8 Mar
2026
8 Mar
'26
9:48 a.m.
On Sun, Mar 8, 2026, at 10:27, Daniel Gultsch wrote:
I was never fully sold on the pre-authenticated roster
part of the
stack. I don’t know. I guess it’s kinda neat but I don’t really need a
mutual presence subscription to get the first message out.
You share a QR code to a friend, or they scan it from your phone, and all the
subscribe/subscribed dance is done without anyone of the 2 users receiving requests that
they need to accept or acknowledge.
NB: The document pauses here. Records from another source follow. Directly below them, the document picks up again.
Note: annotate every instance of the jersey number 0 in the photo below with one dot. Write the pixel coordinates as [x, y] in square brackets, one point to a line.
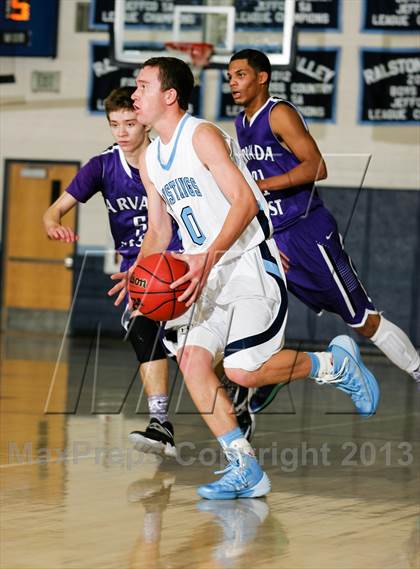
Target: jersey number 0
[192, 226]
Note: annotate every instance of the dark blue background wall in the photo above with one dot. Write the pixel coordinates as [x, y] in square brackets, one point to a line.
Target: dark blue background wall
[383, 238]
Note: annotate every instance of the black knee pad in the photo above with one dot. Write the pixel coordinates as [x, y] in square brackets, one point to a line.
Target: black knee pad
[144, 335]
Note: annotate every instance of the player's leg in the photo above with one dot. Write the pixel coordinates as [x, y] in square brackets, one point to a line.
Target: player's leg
[393, 342]
[243, 477]
[253, 357]
[144, 335]
[239, 397]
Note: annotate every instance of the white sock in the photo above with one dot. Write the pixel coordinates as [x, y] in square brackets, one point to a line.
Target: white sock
[243, 446]
[322, 364]
[396, 345]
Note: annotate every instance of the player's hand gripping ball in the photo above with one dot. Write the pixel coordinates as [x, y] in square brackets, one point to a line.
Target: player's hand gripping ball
[149, 287]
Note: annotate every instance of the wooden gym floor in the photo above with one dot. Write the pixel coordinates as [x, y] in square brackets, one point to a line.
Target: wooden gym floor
[346, 490]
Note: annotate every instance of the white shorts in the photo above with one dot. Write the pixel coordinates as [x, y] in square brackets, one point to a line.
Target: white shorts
[242, 312]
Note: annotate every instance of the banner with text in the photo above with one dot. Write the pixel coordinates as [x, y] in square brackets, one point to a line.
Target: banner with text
[311, 86]
[252, 15]
[390, 86]
[391, 15]
[153, 14]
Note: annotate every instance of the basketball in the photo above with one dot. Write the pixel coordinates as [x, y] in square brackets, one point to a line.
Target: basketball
[149, 287]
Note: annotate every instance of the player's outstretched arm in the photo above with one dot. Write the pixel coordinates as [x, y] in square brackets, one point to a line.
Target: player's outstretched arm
[213, 152]
[52, 219]
[287, 125]
[156, 239]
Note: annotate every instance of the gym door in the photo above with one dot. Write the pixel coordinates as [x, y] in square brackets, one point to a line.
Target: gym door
[37, 286]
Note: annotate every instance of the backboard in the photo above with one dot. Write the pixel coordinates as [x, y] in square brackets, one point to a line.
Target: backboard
[141, 29]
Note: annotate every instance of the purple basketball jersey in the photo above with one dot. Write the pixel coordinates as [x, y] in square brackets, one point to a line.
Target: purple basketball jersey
[124, 196]
[266, 157]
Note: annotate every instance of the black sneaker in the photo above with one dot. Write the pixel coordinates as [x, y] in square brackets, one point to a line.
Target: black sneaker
[158, 438]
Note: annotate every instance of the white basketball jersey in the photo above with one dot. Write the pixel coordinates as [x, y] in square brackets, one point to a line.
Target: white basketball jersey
[192, 196]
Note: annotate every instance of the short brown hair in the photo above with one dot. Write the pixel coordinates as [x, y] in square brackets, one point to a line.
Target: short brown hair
[174, 74]
[119, 99]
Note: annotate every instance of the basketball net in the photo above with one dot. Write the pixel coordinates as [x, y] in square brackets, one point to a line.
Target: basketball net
[198, 55]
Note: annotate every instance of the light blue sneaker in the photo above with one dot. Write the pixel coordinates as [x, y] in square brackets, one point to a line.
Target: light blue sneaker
[244, 478]
[352, 376]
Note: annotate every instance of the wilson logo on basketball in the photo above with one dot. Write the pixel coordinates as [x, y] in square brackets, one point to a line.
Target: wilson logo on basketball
[138, 282]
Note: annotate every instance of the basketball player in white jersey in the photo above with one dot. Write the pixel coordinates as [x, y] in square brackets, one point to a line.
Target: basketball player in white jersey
[195, 172]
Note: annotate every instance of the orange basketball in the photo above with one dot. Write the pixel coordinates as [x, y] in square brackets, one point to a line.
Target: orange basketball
[149, 286]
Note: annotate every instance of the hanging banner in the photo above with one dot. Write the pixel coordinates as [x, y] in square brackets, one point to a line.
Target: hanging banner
[311, 86]
[28, 28]
[253, 15]
[391, 15]
[142, 13]
[390, 86]
[104, 77]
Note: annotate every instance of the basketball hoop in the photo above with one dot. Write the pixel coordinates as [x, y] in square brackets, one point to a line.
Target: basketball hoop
[198, 54]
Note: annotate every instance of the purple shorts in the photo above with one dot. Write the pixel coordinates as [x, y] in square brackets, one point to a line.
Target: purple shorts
[321, 273]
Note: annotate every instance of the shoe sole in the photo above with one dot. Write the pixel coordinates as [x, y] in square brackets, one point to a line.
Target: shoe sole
[269, 399]
[352, 349]
[262, 488]
[142, 444]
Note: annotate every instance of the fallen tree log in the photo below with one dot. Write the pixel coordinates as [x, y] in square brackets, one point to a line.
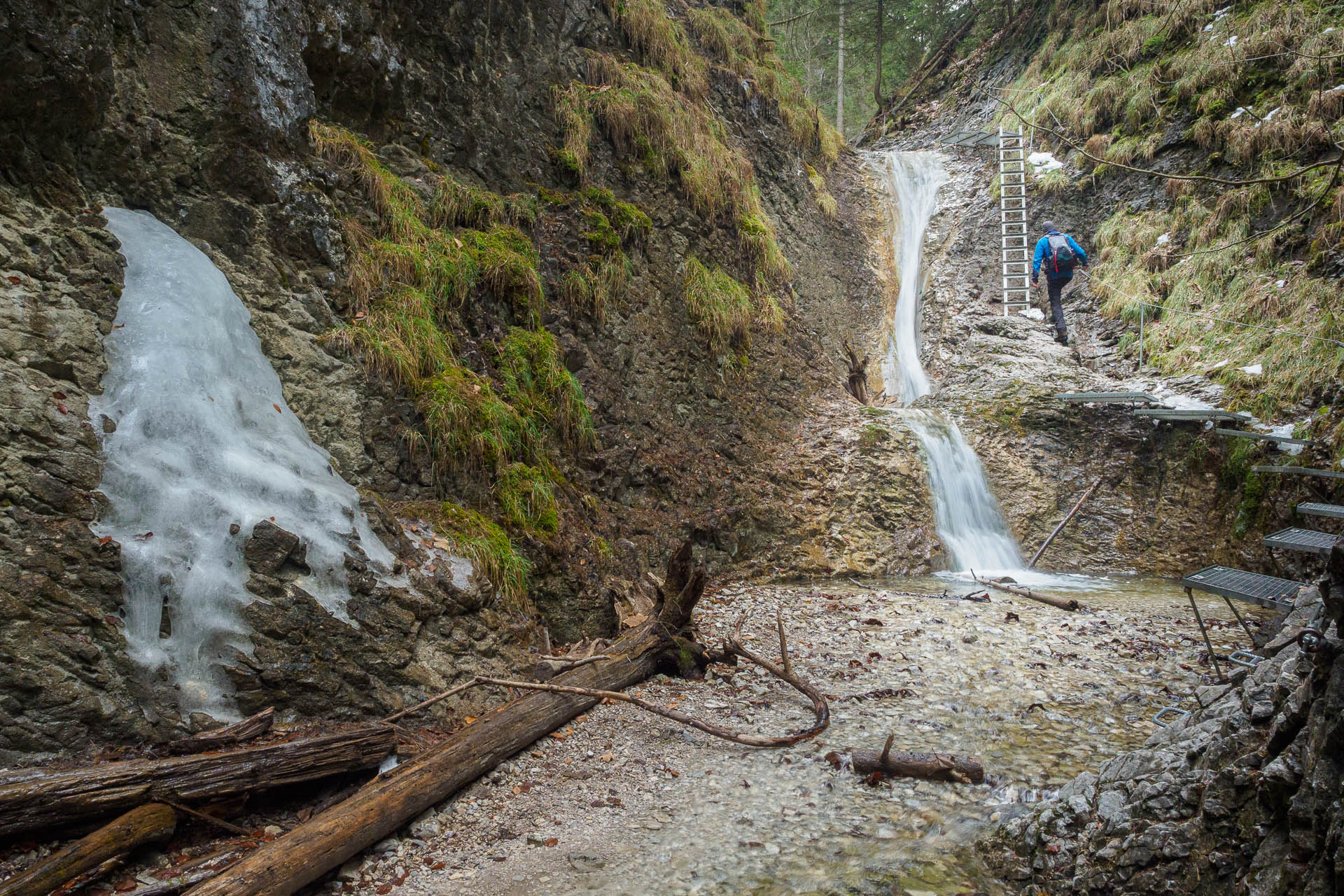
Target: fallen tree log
[899, 763]
[54, 798]
[388, 802]
[141, 825]
[232, 735]
[1063, 603]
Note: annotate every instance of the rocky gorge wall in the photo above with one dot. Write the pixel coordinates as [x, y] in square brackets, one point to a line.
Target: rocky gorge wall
[1240, 797]
[202, 117]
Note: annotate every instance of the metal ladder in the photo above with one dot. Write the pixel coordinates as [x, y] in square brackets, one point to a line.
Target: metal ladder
[1012, 204]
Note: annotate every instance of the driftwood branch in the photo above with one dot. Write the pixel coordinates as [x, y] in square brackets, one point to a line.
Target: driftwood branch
[1065, 522]
[899, 763]
[857, 382]
[226, 736]
[784, 672]
[141, 825]
[1063, 603]
[426, 704]
[192, 874]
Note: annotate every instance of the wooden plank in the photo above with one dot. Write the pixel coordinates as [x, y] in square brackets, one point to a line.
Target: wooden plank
[1191, 415]
[1298, 470]
[1262, 437]
[52, 798]
[1316, 508]
[1107, 398]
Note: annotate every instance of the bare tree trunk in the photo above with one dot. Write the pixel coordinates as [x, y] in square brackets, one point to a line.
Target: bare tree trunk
[38, 798]
[876, 81]
[143, 825]
[324, 841]
[840, 73]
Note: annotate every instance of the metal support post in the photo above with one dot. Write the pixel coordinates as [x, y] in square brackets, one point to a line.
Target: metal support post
[1205, 631]
[1240, 620]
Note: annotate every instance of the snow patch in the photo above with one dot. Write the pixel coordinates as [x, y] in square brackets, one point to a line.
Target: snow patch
[1043, 162]
[204, 449]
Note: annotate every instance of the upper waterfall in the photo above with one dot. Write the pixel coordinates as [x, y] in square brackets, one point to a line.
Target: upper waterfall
[969, 524]
[911, 181]
[204, 449]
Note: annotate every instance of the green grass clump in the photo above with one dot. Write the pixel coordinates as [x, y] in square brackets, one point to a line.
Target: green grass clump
[456, 204]
[1056, 183]
[534, 379]
[1119, 78]
[645, 118]
[631, 223]
[748, 54]
[660, 43]
[825, 202]
[596, 284]
[723, 308]
[482, 542]
[527, 498]
[412, 276]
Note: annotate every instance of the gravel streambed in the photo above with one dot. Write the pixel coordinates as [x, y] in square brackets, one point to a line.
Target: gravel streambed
[625, 802]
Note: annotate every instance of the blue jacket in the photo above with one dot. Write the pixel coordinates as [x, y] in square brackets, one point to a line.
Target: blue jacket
[1043, 246]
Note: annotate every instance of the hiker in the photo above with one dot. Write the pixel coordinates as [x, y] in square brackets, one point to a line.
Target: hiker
[1059, 254]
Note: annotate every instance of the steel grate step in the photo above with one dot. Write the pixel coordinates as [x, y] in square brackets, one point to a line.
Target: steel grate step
[1238, 584]
[1304, 540]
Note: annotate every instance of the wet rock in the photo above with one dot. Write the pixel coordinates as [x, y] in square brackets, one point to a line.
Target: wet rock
[1219, 797]
[273, 551]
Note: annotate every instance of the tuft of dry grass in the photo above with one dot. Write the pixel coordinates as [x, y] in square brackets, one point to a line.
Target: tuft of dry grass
[660, 43]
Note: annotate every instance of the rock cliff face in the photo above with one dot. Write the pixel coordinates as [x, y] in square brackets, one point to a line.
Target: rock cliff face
[201, 115]
[1240, 797]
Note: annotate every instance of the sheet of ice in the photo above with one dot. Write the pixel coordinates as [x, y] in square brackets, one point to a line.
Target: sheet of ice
[204, 449]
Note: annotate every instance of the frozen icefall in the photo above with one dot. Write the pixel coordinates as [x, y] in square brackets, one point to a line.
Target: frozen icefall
[204, 449]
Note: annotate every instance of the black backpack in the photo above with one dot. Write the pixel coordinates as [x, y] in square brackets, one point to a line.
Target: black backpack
[1062, 257]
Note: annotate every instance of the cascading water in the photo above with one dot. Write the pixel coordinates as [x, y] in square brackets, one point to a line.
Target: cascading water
[911, 181]
[204, 449]
[969, 524]
[965, 511]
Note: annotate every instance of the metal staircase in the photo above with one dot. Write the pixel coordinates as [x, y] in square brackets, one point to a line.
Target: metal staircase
[1012, 204]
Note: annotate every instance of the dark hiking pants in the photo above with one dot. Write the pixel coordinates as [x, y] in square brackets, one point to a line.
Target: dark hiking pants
[1057, 309]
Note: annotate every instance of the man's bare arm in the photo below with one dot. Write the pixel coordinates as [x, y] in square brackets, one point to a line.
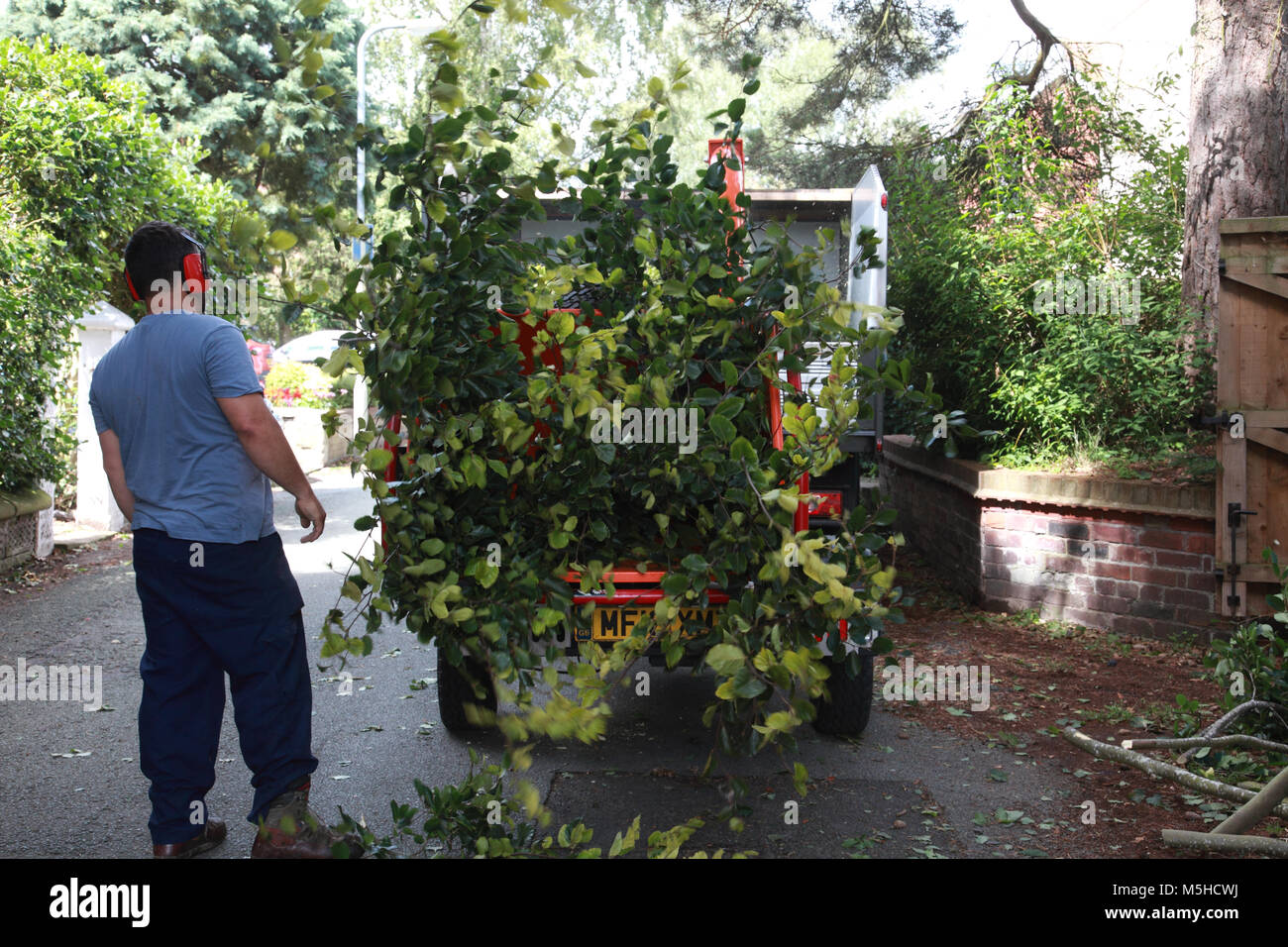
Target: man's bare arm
[267, 447]
[115, 470]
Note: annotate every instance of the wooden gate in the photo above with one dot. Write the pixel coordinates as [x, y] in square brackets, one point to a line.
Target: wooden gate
[1252, 397]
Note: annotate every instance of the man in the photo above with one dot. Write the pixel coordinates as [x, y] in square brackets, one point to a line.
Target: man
[188, 447]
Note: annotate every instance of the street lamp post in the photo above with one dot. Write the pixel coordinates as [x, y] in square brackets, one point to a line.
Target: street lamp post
[415, 26]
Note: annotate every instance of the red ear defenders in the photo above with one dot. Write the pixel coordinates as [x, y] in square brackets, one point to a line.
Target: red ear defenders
[193, 268]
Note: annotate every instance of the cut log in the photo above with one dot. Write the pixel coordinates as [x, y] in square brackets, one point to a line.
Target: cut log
[1243, 740]
[1227, 719]
[1229, 844]
[1256, 808]
[1164, 771]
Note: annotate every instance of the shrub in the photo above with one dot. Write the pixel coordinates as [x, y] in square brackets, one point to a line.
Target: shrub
[295, 384]
[986, 258]
[81, 165]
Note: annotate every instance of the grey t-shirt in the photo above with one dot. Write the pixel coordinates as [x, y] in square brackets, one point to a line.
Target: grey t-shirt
[156, 388]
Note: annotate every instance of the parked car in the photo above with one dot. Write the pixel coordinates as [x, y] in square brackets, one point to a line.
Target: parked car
[310, 347]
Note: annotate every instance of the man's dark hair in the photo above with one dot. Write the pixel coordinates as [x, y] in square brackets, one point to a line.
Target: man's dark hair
[156, 252]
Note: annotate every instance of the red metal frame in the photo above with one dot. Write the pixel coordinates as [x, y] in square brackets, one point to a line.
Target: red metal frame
[717, 149]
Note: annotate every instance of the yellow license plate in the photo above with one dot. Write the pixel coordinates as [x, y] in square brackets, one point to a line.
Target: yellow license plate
[613, 624]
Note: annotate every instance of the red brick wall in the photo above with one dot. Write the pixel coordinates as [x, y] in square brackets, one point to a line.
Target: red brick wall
[1128, 573]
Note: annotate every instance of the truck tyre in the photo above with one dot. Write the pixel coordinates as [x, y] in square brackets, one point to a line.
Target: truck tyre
[846, 714]
[455, 692]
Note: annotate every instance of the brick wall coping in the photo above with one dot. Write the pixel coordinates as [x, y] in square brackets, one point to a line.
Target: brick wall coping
[22, 502]
[986, 482]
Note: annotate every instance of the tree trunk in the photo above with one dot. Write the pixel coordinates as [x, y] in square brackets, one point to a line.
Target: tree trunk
[1237, 134]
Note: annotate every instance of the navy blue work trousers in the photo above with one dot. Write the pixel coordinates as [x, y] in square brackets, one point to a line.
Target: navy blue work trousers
[209, 609]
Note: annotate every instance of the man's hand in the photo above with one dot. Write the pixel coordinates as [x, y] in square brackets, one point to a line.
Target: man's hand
[266, 445]
[310, 513]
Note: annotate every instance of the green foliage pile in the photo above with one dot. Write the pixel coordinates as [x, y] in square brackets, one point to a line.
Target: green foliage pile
[81, 165]
[1073, 185]
[502, 486]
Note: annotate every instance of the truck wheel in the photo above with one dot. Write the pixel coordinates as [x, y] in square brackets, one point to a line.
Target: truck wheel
[848, 712]
[455, 692]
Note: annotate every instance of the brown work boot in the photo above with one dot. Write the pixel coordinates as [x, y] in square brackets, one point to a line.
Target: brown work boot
[290, 830]
[211, 835]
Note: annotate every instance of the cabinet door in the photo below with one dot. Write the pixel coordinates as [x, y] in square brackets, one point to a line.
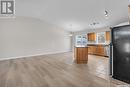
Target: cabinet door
[91, 36]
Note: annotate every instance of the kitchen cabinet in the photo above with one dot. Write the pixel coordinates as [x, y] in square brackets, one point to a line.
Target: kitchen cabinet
[91, 36]
[81, 55]
[108, 36]
[96, 50]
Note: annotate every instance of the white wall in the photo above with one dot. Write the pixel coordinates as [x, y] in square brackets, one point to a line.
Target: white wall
[28, 36]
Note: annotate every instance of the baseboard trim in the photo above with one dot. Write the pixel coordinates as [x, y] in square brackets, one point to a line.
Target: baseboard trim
[9, 58]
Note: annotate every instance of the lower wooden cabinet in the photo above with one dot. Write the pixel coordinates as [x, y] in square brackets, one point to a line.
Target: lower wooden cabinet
[96, 50]
[81, 55]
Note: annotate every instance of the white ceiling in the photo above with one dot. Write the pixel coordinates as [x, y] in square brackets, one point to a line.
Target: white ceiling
[78, 13]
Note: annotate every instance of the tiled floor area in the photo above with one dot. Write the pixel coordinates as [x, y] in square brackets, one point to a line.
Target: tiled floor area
[56, 70]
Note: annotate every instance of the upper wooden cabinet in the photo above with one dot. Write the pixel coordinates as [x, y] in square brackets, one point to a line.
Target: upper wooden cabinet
[108, 36]
[91, 37]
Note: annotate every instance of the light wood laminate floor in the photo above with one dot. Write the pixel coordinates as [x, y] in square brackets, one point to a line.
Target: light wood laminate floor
[57, 70]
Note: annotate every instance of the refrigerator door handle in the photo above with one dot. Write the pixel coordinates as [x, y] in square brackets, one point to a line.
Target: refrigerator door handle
[112, 59]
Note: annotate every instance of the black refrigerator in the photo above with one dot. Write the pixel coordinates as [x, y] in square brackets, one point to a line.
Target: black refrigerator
[120, 53]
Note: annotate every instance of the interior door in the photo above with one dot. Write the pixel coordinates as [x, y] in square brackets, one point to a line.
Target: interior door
[121, 53]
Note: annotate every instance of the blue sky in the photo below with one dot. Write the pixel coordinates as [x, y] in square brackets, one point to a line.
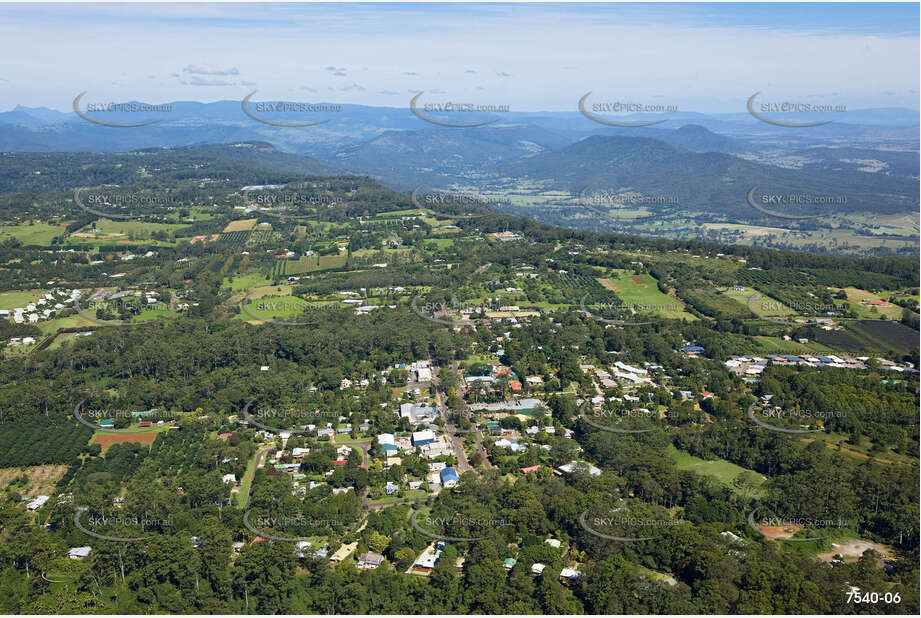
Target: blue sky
[700, 57]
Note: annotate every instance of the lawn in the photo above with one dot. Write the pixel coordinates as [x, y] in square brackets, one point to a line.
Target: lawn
[246, 282]
[18, 298]
[720, 469]
[274, 307]
[856, 295]
[312, 263]
[644, 293]
[764, 305]
[240, 225]
[154, 314]
[406, 494]
[124, 232]
[776, 345]
[35, 234]
[52, 326]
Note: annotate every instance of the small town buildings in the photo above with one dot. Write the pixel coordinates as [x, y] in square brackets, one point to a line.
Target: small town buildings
[343, 552]
[369, 560]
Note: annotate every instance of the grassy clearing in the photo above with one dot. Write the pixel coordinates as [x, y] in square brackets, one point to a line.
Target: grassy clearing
[774, 307]
[240, 225]
[312, 263]
[720, 469]
[34, 234]
[776, 345]
[855, 298]
[42, 479]
[13, 299]
[645, 294]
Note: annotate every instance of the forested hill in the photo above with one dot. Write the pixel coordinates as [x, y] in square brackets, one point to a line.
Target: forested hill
[711, 182]
[245, 162]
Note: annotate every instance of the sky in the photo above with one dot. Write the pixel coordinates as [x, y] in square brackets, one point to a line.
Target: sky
[530, 57]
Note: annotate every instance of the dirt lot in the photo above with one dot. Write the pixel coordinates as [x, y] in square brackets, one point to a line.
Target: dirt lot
[107, 440]
[780, 532]
[41, 479]
[852, 549]
[610, 285]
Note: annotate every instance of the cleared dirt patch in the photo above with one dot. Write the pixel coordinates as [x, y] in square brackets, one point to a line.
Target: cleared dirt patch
[42, 479]
[781, 532]
[107, 440]
[852, 549]
[610, 285]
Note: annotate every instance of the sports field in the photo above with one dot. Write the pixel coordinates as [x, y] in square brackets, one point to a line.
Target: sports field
[35, 234]
[720, 469]
[642, 291]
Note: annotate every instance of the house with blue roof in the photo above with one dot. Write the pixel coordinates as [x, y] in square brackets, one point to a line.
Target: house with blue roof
[449, 477]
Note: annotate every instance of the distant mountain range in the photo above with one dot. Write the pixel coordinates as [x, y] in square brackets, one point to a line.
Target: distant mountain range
[874, 165]
[707, 181]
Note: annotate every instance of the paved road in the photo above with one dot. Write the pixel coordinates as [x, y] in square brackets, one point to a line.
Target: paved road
[457, 439]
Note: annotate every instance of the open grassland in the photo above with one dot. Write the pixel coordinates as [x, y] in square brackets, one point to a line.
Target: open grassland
[856, 296]
[720, 469]
[18, 298]
[311, 263]
[240, 225]
[642, 291]
[32, 234]
[41, 479]
[764, 305]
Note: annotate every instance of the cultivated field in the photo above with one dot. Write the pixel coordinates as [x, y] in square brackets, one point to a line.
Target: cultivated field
[643, 291]
[42, 479]
[240, 225]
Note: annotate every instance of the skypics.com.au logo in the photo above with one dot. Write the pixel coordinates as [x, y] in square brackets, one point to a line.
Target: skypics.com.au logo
[625, 207]
[773, 417]
[456, 528]
[287, 415]
[623, 314]
[449, 107]
[102, 202]
[273, 526]
[261, 110]
[296, 312]
[87, 415]
[118, 526]
[794, 206]
[114, 108]
[104, 310]
[448, 200]
[621, 525]
[624, 107]
[761, 111]
[785, 527]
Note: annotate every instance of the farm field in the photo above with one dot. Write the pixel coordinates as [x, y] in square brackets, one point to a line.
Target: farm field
[774, 307]
[308, 264]
[276, 307]
[51, 326]
[240, 225]
[881, 335]
[856, 295]
[124, 232]
[720, 469]
[18, 298]
[642, 290]
[776, 345]
[105, 440]
[35, 234]
[42, 479]
[246, 282]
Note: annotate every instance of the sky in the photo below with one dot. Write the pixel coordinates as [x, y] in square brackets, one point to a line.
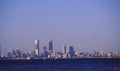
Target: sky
[88, 25]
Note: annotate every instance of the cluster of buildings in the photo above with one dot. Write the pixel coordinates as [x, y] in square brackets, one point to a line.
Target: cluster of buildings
[66, 52]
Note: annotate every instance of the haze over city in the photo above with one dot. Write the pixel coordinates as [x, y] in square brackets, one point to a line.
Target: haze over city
[86, 24]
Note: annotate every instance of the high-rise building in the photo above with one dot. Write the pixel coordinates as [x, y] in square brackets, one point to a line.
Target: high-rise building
[36, 47]
[0, 50]
[44, 51]
[71, 51]
[51, 46]
[63, 49]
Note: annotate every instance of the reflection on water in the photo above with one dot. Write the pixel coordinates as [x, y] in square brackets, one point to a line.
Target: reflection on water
[73, 66]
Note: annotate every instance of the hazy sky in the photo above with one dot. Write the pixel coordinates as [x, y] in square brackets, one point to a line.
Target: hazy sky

This sounds to me like a pretty nice value.
Why do you think its about sending a first message?
The XEPs try to separate those two concerns (I guess
partially due to
me providing the same feedback a few years ago) but do a pretty bad
job at it.
0445 is technically a separate XEP but without 0401 I have no
(standardized) way retrieving those registration tokens.
However 0401 doesn’t provide a guarantee that the server even supports
0445 and I have no way of knowing that before retrieving the invite
URI. Only after retrieving the invite URI and checking for the
existence of the ibr=y parameter I know that the server supports 0445.
It does guarantee that, it says
Romeo's server MUST support at least one
Pre-Authenticated In-Band Registration mechanism.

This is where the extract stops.